"God on Trial" — on the seventh day, the defense rested?
There is no rest for memory.
And that is what this fascinating, if occasionally ploddingly pedantic and draining, drama offers as a plot point as part of "Masterpiece Contemporary," being broadcast this Saturday morning and Sunday evening at 9 on WHYY-TV Arts and Culture Channel.
Why? It takes on the very Jewish conceit that arguing with God is in the genes of Judaism — heavens, Tevye attests to it. But who knew that if God is in the details, he was also in jail.
And who would have the chutzpah to drag him there?
Seems Frank Cottrell Boyce did. Miranda-izing God? Boyce bounced the idea around presented him by exec producer Mark Redhead of Hat Trick Productions before coming up with a script shot in Glasgow over two weeks.
And, if the BBC broadcast doesn't exactly pull off a hat trick — or yank your yarmulke — it does attain one goal: Questioning why God would stand by idly and let man self-immolate in modern times without providing an extinguisher to prevent his extermination.
It seems a quixotic quest, but tilting at windmills winds up being a welcome talent from the screenwriter of "Welcome to Sarajevo."
What more harrowing setting could there be than the Holocaust and a concentration camp, for the concentrated action of men whose wrists and days are numbered, as they debate the existential question by the bonfires of hate at Auschwitz.
Redhead heads a long line of deep thinkers delving deeply into the topic, assayed on the small screen with big performances by such notables as Sir Antony Sher, as a mostly silent rabbi (well, the 90-minute film doesn't always deal in reality), and Rupert Graves, as all attempt to dig an intellectual tunnel amid the tumult for themselves to escape the hell-hole existence to which their religion has relegated them.

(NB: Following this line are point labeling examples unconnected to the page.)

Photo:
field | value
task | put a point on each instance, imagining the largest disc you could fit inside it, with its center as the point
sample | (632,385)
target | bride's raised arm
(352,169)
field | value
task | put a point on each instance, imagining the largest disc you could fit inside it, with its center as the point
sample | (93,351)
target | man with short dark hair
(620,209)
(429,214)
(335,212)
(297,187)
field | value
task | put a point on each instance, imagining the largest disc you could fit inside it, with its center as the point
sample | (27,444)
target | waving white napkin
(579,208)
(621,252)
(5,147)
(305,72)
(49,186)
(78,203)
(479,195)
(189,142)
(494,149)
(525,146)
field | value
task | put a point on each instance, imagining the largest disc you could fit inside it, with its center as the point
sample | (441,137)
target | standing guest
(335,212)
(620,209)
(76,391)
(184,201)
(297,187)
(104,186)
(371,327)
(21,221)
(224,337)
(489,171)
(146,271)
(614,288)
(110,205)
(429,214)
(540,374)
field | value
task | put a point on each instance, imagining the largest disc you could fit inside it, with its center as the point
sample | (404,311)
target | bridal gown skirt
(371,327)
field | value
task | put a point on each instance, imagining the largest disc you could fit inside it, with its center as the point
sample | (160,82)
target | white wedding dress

It is all an intellectual exercise with some heavy lifting, interchanging past and present, with inmates interspersed in scenes of tourists visiting the camp in the future.
Breach of Contract
But the gall of putting God on trial? And who do they summon to serve the summons? Well, if God is to be acquitted for his burning bush of a breach of contract with the Chosen People, guess it's good he's chosen a Jewish law firm to defend him.
It is the ultimate tort among the tortured. If the sharp interaction of the inmates is more theatrical and theoretical than fulfilling, "God on Trial," as a movie, does proffer the big picture — questions that have haunted college students, Holocaust survivors and, probably, even Joe the Plumbers, ever since Eve discovered her Garden of Eden wasn't for eating apples.
As for the film's finale: A guilty sentence for God would put a period on the explanation of why the world is so out of sync these days; but an innocent verdict would open the cell door to even more questions of why souls seem so incarcerated by a searing seal of hopelessness.
And the Jewish jury's verdict? Judgment Day: This weekend.